1
Bash script to download and search youtube subtitles and output clickable timestamped urls
(lemm.ee)
Here is the script.
#!/usr/bin/env bash
# Download and search youtube subs
# deps yt-dlp ,awk, perl, any one or more of either ugrep, ripgrep, grep
# usage "script youtube_url"
main() {
url="$@"
check_if_url
get_video_id
search_for_downloaded_matching_files
set_download_boolean_flag
download_subs
read_and_format_transcript_file
echo_description_file
user_search
}
# Iterate over the array and add items to the new array if they match the regex
check_if_url() {
local regex='^https://[^[:space:]]+$'
if ! [[ $url =~ $regex ]]; then
echo "Invalid input. Valid input is a url matching regex ${regex}"
exit 1
fi
}
get_video_id() {
video_id=$(echo "$url" | sed -n 's/.*v=\([^&]*\).*/\1/p')
}
search_for_downloaded_matching_files() {
# Find newest created files matching the video_id
transcript_file="$( /usr/bin/ls -t --time=creation "$PWD"/*${video_id}*\.vtt 2>/dev/null | head -n 1 )"
description_file="$( /usr/bin/ls -t --time=creation "$PWD"/*${video_id}*\.description 2>/dev/null | head -n 1 )"
}
set_download_boolean_flag() {
if [ -n "$transcript_file" ] && [ -n "$description_file" ]; then
download=0 # FALSE
else
download=1 # TRUE
fi
}
download_subs() {
if [ "$download" -eq 1 ]; then
yt-dlp --restrict-filenames --write-auto-sub --skip-download "${url}"
yt-dlp --restrict-filenames --sub-langs=eng --write-subs --skip-download "${url}"
yt-dlp --restrict-filenames --write-description --skip-download "${url}"
# Search files again since they were just downloaded
search_for_downloaded_matching_files
fi
}
read_and_format_transcript_file() {
perl_removed_dupes="$(perl -0777 -pe 's/^\d\d.*\n.*\n.*<\/c>//gm' <"${transcript_file}")"

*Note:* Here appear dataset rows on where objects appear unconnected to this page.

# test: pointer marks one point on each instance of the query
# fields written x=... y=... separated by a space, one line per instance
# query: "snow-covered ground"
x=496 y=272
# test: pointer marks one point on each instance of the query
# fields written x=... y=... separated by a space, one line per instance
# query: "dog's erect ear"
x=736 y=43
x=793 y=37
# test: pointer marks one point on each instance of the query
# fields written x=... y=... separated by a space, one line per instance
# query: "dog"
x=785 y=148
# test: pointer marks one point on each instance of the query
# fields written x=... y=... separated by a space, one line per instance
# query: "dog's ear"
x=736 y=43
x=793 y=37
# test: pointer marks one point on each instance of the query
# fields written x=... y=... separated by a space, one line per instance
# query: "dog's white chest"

local prefix="https://www.youtube.com/watch?v=${video_id}&t="
local suffix="s"
formated_transcript_file="$(awk -v pre="$prefix" -v suf="$suffix" '
/^([0-9]{2}:){2}[0-9]{2}\.[0-9]{3}/ {
split($1, a, /[:.]/);
$1 = pre (int(a[1]*3600 + a[2]*60 + a[3]) - 3) suf;
sub(/ --> [0-9]{2}:[0-9]{2}:[0-9]{2}\.[0-9]{3}/, "");
sub(/ align:start position:0%$/, "");
print;
next;
}
{
sub(/ align:start position:0%$/, "");
print;
}
' <<<"${perl_removed_dupes}")"
#CRLF for ugrep to avoid ?bug? where before lines are not all outputted
formated_transcript_file_CRLF=$(printf '%b' "$formated_transcript_file" | sed 's/$/\r/')
}
echo_description_file() {
cat "${description_file}"
}
user_search() {
echo -e "\n\n"
read -rp "Enter regex (read as raw input): " search_term
: ${app_count:=0}
if command -v ug >/dev/null 2>&1; then
echo -e "\n\n\n\n"
echo "Ugrep output"
ug --pretty=never -B2 -A1 -i -Z+-~1 -e "${search_term}" --andnot "^https?:\/\/" <<<"$formated_transcript_file_CRLF"
((app_count++))
fi
if command -v rg >/dev/null 2>&1; then
echo -e "\n\n\n\n"
echo "Ripgrep output"
rg -iP -B2 -A7 "^(?!https?:\/\/).*\K${search_term}" <<<"$formated_transcript_file"
((app_count++))
fi
if [ "$app_count" -eq 0 ]; then
echo -e "\n\n\n\n"
echo "Grep output"
grep -iP -B2 -A1 "${search_term}" <<<"$formated_transcript_file"
echo -e "\n\n"
echo "Consider installing ripgrep and ugrep for better search"
((app_count++))
fi
}
main "$@"